Detrás de este espacio estamos Maru y Cande, madre e hija, unidas por el amor, la sensibilidad y la pasión por ayudar a otras mujeres a redescubrirse y conectar con su verdadera esencia.
Todo comenzó como un sueño compartido: crear un lugar donde lo externo refleje lo interno, donde la belleza sea una expresión del alma y no solo de la apariencia.
Como la crisálida que protege y da vida a la mariposa, nuestro proyecto representa ese momento íntimo y valiente de cambio, de transformarse desde adentro hacia afuera.

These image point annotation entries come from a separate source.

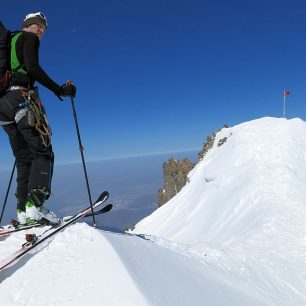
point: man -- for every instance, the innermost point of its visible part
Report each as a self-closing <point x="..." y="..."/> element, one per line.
<point x="34" y="156"/>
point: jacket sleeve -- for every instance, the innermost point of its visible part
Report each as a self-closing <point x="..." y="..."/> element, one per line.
<point x="31" y="62"/>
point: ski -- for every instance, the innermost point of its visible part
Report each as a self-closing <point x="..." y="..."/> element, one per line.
<point x="31" y="244"/>
<point x="10" y="229"/>
<point x="103" y="210"/>
<point x="5" y="231"/>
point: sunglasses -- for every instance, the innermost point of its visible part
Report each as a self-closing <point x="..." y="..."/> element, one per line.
<point x="39" y="14"/>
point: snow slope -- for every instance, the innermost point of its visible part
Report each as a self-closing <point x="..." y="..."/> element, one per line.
<point x="235" y="235"/>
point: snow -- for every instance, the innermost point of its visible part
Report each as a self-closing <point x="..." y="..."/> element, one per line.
<point x="234" y="235"/>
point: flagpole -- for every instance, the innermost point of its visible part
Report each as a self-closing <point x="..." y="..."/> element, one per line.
<point x="284" y="105"/>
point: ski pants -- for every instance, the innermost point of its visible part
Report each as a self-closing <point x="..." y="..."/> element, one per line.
<point x="34" y="161"/>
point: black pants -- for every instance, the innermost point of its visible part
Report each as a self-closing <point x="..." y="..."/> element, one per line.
<point x="34" y="161"/>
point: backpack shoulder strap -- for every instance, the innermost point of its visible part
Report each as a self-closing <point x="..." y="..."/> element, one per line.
<point x="16" y="66"/>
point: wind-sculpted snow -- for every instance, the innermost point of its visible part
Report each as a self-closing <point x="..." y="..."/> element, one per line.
<point x="235" y="235"/>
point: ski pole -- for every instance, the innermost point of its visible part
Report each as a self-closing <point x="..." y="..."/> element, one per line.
<point x="82" y="155"/>
<point x="8" y="191"/>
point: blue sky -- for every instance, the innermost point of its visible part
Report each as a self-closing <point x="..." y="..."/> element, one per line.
<point x="159" y="76"/>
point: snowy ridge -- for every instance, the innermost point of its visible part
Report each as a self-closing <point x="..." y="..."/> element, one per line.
<point x="234" y="236"/>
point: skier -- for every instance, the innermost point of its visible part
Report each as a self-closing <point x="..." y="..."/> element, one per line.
<point x="34" y="155"/>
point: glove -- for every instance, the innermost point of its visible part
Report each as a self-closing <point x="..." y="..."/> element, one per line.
<point x="66" y="90"/>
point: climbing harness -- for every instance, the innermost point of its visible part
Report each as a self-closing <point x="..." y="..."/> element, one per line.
<point x="35" y="115"/>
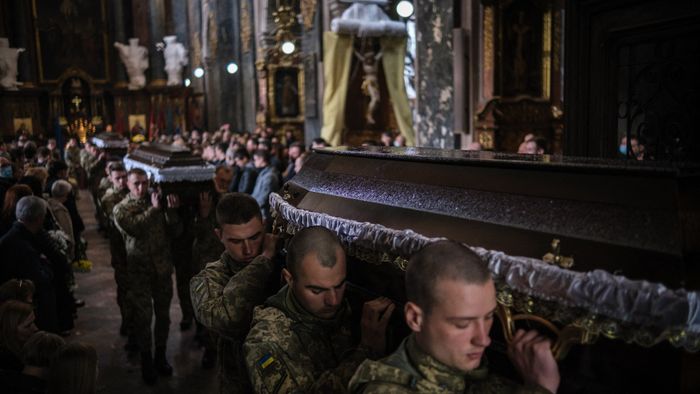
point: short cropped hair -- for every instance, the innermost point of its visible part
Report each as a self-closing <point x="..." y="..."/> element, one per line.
<point x="137" y="171"/>
<point x="41" y="349"/>
<point x="30" y="209"/>
<point x="263" y="154"/>
<point x="318" y="240"/>
<point x="237" y="208"/>
<point x="116" y="166"/>
<point x="60" y="189"/>
<point x="442" y="260"/>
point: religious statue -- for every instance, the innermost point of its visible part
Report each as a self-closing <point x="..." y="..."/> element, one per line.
<point x="290" y="104"/>
<point x="370" y="82"/>
<point x="135" y="59"/>
<point x="8" y="65"/>
<point x="175" y="59"/>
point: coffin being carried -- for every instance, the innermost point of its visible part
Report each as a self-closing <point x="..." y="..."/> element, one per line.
<point x="112" y="143"/>
<point x="174" y="169"/>
<point x="594" y="252"/>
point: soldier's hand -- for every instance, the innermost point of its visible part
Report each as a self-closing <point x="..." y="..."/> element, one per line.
<point x="155" y="200"/>
<point x="375" y="317"/>
<point x="205" y="202"/>
<point x="270" y="245"/>
<point x="173" y="201"/>
<point x="532" y="356"/>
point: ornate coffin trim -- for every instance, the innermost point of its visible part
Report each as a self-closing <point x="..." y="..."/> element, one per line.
<point x="598" y="302"/>
<point x="173" y="174"/>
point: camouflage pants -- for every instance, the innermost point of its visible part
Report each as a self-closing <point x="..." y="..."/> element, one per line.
<point x="184" y="271"/>
<point x="149" y="292"/>
<point x="121" y="275"/>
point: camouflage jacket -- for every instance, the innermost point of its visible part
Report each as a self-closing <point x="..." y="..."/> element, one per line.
<point x="410" y="370"/>
<point x="146" y="231"/>
<point x="111" y="198"/>
<point x="288" y="350"/>
<point x="206" y="246"/>
<point x="72" y="156"/>
<point x="223" y="295"/>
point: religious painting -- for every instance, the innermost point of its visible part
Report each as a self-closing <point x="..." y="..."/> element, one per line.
<point x="137" y="124"/>
<point x="520" y="57"/>
<point x="23" y="126"/>
<point x="71" y="34"/>
<point x="286" y="93"/>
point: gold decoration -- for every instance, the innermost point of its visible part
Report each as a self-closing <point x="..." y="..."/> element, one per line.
<point x="246" y="29"/>
<point x="547" y="54"/>
<point x="489" y="55"/>
<point x="308" y="11"/>
<point x="213" y="35"/>
<point x="554" y="256"/>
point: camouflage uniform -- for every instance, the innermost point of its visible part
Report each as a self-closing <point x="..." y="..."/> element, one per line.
<point x="224" y="295"/>
<point x="290" y="350"/>
<point x="410" y="370"/>
<point x="149" y="267"/>
<point x="184" y="263"/>
<point x="112" y="197"/>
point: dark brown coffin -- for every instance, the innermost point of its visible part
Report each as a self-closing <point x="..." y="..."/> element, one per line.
<point x="636" y="219"/>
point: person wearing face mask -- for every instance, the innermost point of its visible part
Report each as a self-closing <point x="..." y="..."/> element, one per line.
<point x="225" y="292"/>
<point x="450" y="309"/>
<point x="16" y="326"/>
<point x="300" y="339"/>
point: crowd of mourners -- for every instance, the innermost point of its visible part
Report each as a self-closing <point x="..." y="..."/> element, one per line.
<point x="272" y="316"/>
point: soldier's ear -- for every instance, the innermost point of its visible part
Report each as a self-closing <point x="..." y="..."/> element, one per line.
<point x="414" y="316"/>
<point x="287" y="276"/>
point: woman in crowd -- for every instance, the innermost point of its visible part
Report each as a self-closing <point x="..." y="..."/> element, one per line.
<point x="18" y="290"/>
<point x="16" y="326"/>
<point x="74" y="371"/>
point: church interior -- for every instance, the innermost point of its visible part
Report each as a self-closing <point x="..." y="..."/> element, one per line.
<point x="552" y="139"/>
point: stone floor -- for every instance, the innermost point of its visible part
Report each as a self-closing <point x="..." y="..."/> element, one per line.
<point x="98" y="325"/>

Creemos que la belleza auténtica surge cuando lo interno y lo externo se alinean. Por eso, no solo ofrecemos productos o asesorías: ofrecemos experiencias pensadas con amor, intención y sensibilidad, para que cada mujer pueda encontrar su mejor versión, esa que la hace sentir cómoda, abrazando su energía y mostrando al mundo su confianza y autenticidad.

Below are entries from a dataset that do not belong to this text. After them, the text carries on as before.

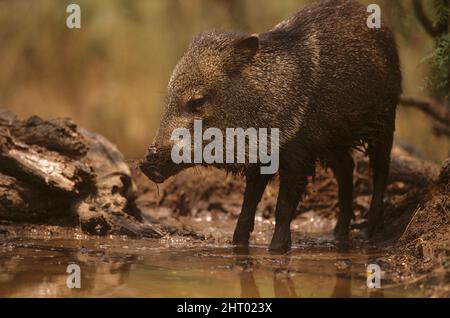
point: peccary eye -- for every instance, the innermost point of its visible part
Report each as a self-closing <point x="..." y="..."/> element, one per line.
<point x="195" y="103"/>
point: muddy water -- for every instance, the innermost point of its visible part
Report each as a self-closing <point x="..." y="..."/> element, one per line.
<point x="35" y="265"/>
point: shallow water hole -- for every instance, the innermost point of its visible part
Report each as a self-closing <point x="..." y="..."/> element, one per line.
<point x="120" y="267"/>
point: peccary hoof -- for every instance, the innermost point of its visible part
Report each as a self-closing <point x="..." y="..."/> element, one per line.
<point x="242" y="249"/>
<point x="279" y="248"/>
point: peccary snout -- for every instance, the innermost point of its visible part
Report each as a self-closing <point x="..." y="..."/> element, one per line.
<point x="157" y="165"/>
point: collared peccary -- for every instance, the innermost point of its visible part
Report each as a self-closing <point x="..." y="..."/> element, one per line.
<point x="323" y="77"/>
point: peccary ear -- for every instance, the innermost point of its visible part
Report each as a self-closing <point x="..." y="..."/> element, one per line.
<point x="244" y="49"/>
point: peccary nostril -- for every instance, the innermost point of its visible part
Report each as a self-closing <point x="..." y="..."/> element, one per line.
<point x="152" y="150"/>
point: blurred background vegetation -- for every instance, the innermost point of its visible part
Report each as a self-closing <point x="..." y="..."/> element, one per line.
<point x="110" y="76"/>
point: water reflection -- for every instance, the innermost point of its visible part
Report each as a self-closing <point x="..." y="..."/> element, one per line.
<point x="196" y="272"/>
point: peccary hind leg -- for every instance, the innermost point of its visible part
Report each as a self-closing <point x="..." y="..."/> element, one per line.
<point x="256" y="184"/>
<point x="380" y="157"/>
<point x="343" y="171"/>
<point x="292" y="186"/>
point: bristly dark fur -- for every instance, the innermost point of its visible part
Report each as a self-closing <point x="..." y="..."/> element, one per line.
<point x="326" y="80"/>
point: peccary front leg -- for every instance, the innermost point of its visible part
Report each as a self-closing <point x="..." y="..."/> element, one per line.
<point x="256" y="184"/>
<point x="343" y="171"/>
<point x="292" y="187"/>
<point x="380" y="159"/>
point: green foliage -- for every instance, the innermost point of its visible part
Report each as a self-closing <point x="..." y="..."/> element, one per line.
<point x="438" y="80"/>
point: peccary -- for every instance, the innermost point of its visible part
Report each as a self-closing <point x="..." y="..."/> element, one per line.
<point x="323" y="77"/>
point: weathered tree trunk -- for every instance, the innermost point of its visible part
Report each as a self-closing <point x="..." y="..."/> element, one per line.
<point x="54" y="169"/>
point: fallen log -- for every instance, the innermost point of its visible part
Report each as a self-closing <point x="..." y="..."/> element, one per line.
<point x="51" y="168"/>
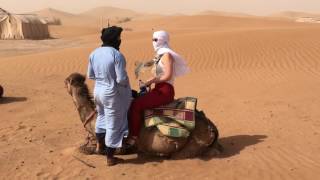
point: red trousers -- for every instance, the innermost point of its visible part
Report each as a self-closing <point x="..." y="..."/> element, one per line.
<point x="162" y="94"/>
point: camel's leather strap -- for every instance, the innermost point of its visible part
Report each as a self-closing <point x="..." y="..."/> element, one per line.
<point x="89" y="118"/>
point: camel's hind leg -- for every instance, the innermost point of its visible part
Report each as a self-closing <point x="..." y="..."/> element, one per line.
<point x="204" y="135"/>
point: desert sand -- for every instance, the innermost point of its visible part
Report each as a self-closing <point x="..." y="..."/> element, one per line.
<point x="257" y="79"/>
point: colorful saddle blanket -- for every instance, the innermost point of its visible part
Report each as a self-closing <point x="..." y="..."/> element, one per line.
<point x="176" y="119"/>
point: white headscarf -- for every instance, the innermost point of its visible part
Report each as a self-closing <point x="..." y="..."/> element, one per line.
<point x="161" y="46"/>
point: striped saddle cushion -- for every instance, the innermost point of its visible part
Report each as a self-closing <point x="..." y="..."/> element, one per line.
<point x="176" y="119"/>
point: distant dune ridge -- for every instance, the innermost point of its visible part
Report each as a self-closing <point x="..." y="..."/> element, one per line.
<point x="257" y="78"/>
<point x="294" y="14"/>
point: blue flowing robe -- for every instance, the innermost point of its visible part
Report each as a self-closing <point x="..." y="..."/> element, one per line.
<point x="112" y="93"/>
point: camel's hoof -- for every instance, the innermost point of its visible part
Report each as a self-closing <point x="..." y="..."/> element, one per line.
<point x="87" y="150"/>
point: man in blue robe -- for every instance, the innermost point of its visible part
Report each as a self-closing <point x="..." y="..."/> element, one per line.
<point x="112" y="92"/>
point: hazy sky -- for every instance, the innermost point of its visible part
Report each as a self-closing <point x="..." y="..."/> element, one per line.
<point x="259" y="7"/>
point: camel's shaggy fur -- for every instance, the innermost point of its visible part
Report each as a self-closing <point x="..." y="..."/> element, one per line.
<point x="151" y="141"/>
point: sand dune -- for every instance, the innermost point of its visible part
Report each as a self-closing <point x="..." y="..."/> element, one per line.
<point x="222" y="13"/>
<point x="294" y="14"/>
<point x="257" y="79"/>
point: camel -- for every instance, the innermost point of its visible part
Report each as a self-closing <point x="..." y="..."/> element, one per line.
<point x="152" y="141"/>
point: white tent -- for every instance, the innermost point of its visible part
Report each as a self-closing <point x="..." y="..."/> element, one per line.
<point x="22" y="26"/>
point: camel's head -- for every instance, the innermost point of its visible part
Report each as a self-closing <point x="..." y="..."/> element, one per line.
<point x="74" y="80"/>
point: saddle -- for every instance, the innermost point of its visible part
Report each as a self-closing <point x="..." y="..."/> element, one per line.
<point x="176" y="119"/>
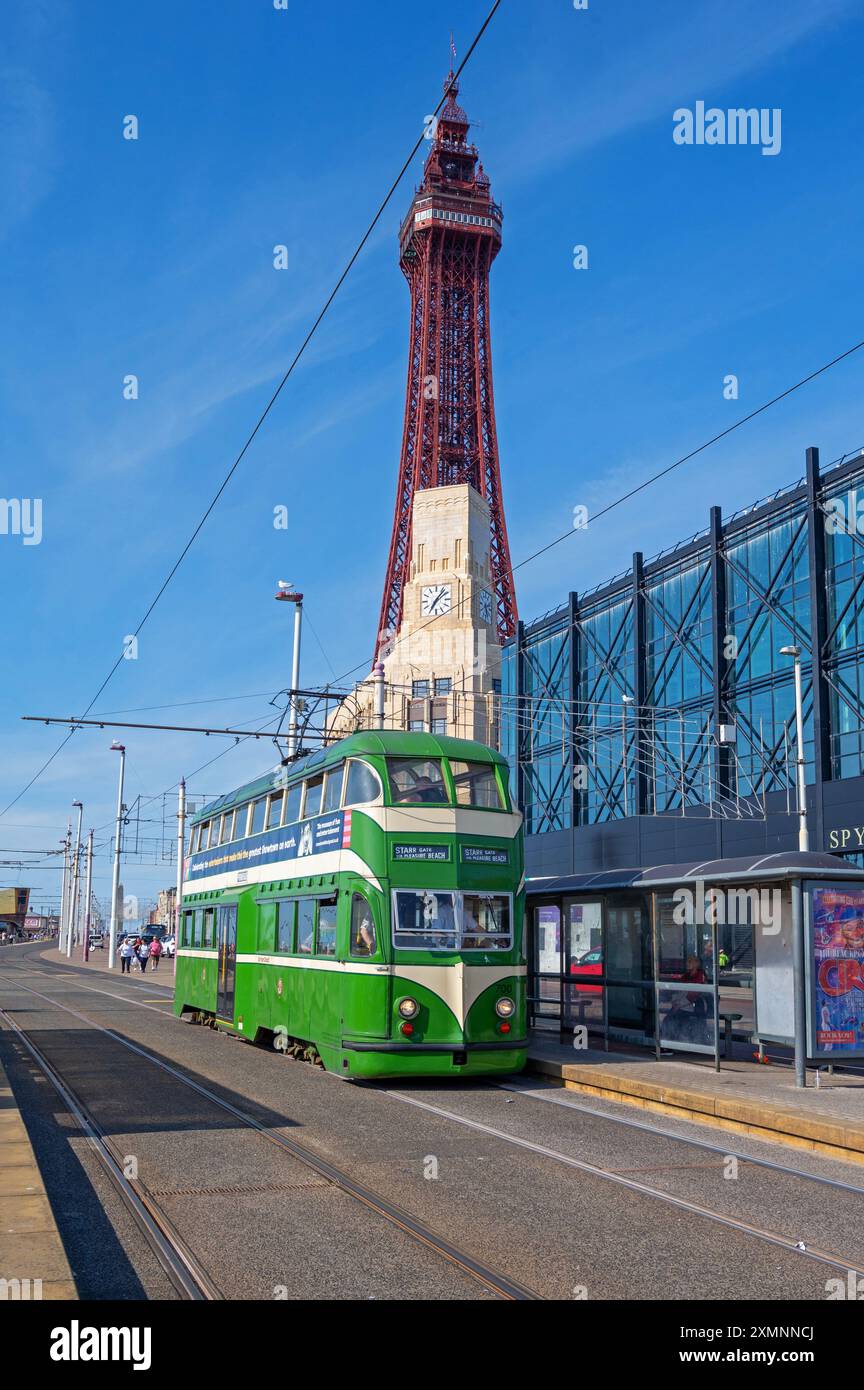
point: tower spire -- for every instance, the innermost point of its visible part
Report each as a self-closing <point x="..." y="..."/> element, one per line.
<point x="447" y="243"/>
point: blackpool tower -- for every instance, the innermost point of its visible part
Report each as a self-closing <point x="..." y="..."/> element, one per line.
<point x="447" y="243"/>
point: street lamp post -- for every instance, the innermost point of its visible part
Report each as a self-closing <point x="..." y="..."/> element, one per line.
<point x="75" y="880"/>
<point x="117" y="748"/>
<point x="286" y="594"/>
<point x="86" y="900"/>
<point x="64" y="890"/>
<point x="181" y="845"/>
<point x="803" y="834"/>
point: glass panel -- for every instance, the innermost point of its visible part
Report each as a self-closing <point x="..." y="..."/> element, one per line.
<point x="475" y="784"/>
<point x="306" y="925"/>
<point x="332" y="792"/>
<point x="416" y="780"/>
<point x="285" y="926"/>
<point x="363" y="927"/>
<point x="327" y="929"/>
<point x="686" y="1016"/>
<point x="547" y="940"/>
<point x="631" y="1008"/>
<point x="313" y="797"/>
<point x="685" y="947"/>
<point x="293" y="802"/>
<point x="363" y="786"/>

Crisálida nació de una historia que nos marcó profundamente. De los desafíos, las decepciones y los quiebres que nos enseñaron a confiar de nuevo, a sanar y a crear desde el alma. Fue en ese proceso donde entendimos que cada caída puede ser también el inicio de un renacer. Por eso, hoy Crisálida existe para acompañar a otras mujeres en su propio vuelo: con amor, con fe y con la certeza de que siempre se puede volver a florecer.
Somos más que una tienda de ropa: somos un refugio, un espacio de conexión, equilibrio e inspiración.